CAPTAIN: At 5 a. m. yesterday, the 15th instant, I marched from camp on Dry Creek. At about 8 a. m. my advance struck the enemy’s pickets near Farmer’s Bridge, on Armuchee Creek, and drove them in. The advance vedettes and a few of my scouts charged over the bridge, but the advance guard having halted to allow the column time to close up they were not supported, and consequently were driven back with 1 killed and 4 horses wounded. On my arrival at the bridge I sent scouts to examine the creek to the right and left. Bad fords were reported both above and below. I crossed two companies of Fourth Michigan Cavalry below and six companies above. I then crossed with the other battalion of the Fourth Michigan, followed by the Seventh Pennsylvania, the Fourth United States following the six companies of the Fourth Michigan across the upper ford. Captain Lokey, Twelfth Alabama Cavalry, was mortally wounded, and 9 men killed. We took 6 prisoners. I pushed forward rapidly to within three miles of Rome, where the enemy, in considerable force and holding a strong position, made a stand, showing four pieces of artillery. They at the same time moved strong columns on both my flanks. Immediately in my rear the Dalton road joins the Rome road-the one on which I had advanced. I, therefore, fell back to a position north of the junction of the roads. Here Lieutenant-Colonel Park, commanding Fourth Michigan Cavalry, reported that a column of infantry was moving around my left; at same time Smith’s brigade of cavalry was discovered on my right. I fell back to Farmer’s Bridge, where I reported to General Garrard. The rebels followed me up closely. Four times they charged the battalion of the Fourth Michigan Cavalry, which formed the rear guard. They were received dismounted, and handsomely repulsed.

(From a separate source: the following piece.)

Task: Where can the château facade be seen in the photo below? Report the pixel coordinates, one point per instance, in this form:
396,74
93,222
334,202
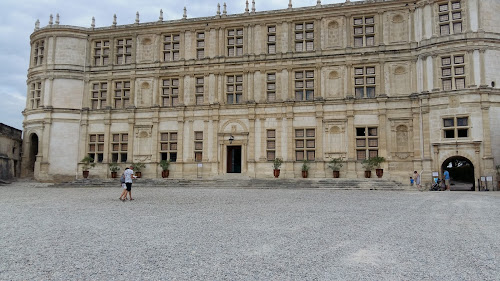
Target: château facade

During the entire day’s skirmishing the Fourth Michigan was the only regiment engaged.
My entire loss was 3 men wounded, 1 severely, 1 slightly, and 1 man taken prisoner.
From all the information I could gain there are two divisions of cavalry and one of infantry at Rome, under Generals Jackson, Ross, and Smith. Some of the citizens state positively that Forrest arrived at Rome on the evening of the 14th. The Atlanta paper of the 13th, which I gave the general this morning, places Forrest at Tupelo, Miss. It also states that Lieutenant-General Polk is en route for Rome, where he will command the reserve division of general Johnston’s army. The scout this a. m. under Captain Garrett, Seventh Pennsylvania Cavalry, met the rebel pickets at the cross-roads near the bridge, and drove them across the creek, killing 1 and wounding another.
Colonel, Commanding Brigade.
Captain KENNEDY,
Assistant Adjutant-General, Second Cavalry Division.